Studies of educational attendance in internal medicine residencies after work hour regulation are also consistent with our findings.811,19 Nonetheless, decreased attendance at educational activities does not necessarily translate to decreased knowledge.20 The quality of attention paid during conferences may improve with rest or a change in scheduling, as has been shown in the intensive care unit.21,22 In addition, some internal medicine studies have shown an increase in independent reading after work hour regulations,8,11 which may positively influence educational performance.

Nearly half the programs added float rotations after work hour regulations were instituted. A subgroup analysis of our data showed that the programs most affected by loss of elective time, increased time on the wards, and decreased attendance at educational activities were those programs that instituted float rotations. This increase in ward and float time was not merely because of the addition of float rotations. If float rotations were added in exchange for ward time, net ward and float time would have been constant. However, the significant increase in ward and float time shows that these rotations were often added at the cost of outpatient or elective time.
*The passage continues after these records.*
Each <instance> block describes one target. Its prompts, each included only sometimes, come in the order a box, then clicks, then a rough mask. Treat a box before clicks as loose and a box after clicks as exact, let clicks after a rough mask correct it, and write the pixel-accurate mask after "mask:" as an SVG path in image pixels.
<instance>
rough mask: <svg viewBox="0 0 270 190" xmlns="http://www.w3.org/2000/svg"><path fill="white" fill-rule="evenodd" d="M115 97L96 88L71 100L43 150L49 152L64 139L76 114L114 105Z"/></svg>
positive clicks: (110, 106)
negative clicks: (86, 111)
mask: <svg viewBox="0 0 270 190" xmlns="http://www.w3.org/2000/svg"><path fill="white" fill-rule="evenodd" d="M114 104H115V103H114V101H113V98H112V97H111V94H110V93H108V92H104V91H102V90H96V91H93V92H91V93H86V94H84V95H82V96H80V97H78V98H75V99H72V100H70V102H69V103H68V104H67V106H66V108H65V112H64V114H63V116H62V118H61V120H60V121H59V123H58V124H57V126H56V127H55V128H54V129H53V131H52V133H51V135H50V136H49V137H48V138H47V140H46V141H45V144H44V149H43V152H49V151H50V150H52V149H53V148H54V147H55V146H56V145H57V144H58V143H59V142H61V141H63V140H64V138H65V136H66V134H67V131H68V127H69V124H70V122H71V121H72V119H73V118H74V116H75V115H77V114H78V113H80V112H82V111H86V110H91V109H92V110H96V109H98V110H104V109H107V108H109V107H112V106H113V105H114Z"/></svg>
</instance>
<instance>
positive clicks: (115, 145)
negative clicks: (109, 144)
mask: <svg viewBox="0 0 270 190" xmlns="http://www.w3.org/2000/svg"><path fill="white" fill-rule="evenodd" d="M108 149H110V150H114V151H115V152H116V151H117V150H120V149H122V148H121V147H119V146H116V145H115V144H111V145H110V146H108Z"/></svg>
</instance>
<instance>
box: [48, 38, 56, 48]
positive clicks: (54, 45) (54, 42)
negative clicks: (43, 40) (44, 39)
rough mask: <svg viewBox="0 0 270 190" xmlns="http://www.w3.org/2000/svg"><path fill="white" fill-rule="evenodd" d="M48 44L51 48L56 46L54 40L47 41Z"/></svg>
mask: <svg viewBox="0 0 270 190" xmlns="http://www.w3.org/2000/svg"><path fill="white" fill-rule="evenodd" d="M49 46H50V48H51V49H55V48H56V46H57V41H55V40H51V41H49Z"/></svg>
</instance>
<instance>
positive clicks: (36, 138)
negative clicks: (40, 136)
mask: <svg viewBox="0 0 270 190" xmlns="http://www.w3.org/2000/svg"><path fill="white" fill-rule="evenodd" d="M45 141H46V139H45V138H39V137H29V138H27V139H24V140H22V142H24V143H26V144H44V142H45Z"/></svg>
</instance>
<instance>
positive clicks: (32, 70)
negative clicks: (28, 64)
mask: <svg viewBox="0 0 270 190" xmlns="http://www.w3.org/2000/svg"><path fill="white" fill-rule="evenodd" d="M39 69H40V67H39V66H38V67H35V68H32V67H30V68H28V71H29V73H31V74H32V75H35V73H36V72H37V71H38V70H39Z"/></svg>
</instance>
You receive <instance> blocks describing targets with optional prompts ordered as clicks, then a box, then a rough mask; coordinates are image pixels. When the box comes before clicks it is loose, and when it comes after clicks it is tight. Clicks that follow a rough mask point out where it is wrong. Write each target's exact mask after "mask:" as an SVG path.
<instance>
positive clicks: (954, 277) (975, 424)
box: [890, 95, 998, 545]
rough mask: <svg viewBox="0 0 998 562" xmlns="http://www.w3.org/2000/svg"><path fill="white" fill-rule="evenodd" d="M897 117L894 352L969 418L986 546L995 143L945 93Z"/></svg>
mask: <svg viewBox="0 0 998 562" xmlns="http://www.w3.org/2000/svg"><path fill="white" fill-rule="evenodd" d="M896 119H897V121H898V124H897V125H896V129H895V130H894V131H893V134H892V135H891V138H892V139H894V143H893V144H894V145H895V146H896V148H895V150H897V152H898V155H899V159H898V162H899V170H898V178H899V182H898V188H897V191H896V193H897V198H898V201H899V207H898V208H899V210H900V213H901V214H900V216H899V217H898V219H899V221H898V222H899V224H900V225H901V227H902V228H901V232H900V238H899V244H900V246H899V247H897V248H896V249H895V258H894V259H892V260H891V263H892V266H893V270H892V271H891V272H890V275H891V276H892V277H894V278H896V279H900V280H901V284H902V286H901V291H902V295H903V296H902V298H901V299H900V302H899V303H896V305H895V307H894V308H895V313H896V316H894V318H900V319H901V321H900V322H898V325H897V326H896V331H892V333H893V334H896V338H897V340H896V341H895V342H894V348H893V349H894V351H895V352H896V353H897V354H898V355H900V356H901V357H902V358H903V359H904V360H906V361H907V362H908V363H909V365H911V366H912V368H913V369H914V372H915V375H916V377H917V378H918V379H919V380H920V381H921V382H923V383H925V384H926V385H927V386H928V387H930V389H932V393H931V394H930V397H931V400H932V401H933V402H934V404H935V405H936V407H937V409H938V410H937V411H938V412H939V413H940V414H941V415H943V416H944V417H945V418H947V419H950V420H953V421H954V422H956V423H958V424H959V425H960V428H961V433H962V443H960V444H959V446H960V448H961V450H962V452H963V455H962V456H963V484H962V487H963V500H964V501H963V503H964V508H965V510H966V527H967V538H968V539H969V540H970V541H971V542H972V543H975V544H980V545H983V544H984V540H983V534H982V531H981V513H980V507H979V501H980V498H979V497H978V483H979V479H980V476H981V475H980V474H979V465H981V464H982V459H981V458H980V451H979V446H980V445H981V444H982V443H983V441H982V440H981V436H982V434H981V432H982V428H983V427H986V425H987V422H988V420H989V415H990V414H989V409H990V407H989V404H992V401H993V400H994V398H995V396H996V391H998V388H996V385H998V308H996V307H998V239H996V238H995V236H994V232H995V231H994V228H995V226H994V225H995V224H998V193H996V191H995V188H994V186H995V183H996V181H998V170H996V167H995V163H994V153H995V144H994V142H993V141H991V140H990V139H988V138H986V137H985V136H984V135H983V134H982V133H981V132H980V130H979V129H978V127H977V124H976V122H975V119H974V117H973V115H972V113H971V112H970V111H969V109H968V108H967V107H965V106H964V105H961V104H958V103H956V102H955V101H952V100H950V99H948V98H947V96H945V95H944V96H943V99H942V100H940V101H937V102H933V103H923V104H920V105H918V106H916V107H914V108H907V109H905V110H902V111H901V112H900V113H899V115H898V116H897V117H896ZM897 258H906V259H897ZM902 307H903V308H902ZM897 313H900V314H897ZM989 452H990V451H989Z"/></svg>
Potential costs of float rotations should therefore be weighed against their benefits2326 by programs contemplating this solution to work hour regulation.

Our reasonable response rate and the demographic similarity of respondents to nonrespondents are reassuring in terms of possible response bias, but it is still possible that respondents were systematically different from nonrespondents. Some questions (such as whether attendance at didactic sessions had changed) required judgment on the part of the chief resident. Answers to these questions might have been affected by bias either in favor of or against work hour limitations. In addition, reports of change over time may be subject to recall bias. We believe this to be mitigated by the fact that this group of chief residents was intimately involved in the program both before and after work hour regulations.

The open-ended comments we received suggest several areas for further research. Several respondents commented on adverse effects on clinical and educational performance created by decreased continuity of care. Systematic data on changes in continuity are not yet available. Some respondents described the creation of nonteaching services to allow house staff to focus on fewer (or sicker) patients, and others reported restructuring rotations to exclude some types of clinical experience in order to be able to staff the general wards. More careful investigation into the diversity, rather than volume, of residents' experience may therefore be warranted. Finally, some respondents to our survey commented that postcall ambulatory clinics were eliminated without replacement on other days; this was also supported by a recent study.27 Ambulatory medicine is an important component of residency education and the effect of work hour regulations on the outpatient experience for both residents and patients should be fully assessed.

In summary, we found that many programs responded to work hour limits by redistributing resident workload throughout the workweek, across rotations, and over the 3 years of training, with larger changes in programs that added float rotations. We found some cause for concern in reports of decreased elective time and conference attendance, but we also identified many programs that were able to comply with work hour regulations without these adverse effects. As more research is conducted into strategies for reducing resident work hours, it may be possible to identify the best methods of complying with work hour regulations while protecting the main mission of residency programs: training excellent physicians.

Acknowledgments

Dr. Horwitz is supported by the Department of Veterans Affairs and the Robert Wood Johnson Clinical Scholars Program, which had no role in the design, analysis, or interpretation of the study or in the decision to submit the manuscript for publication.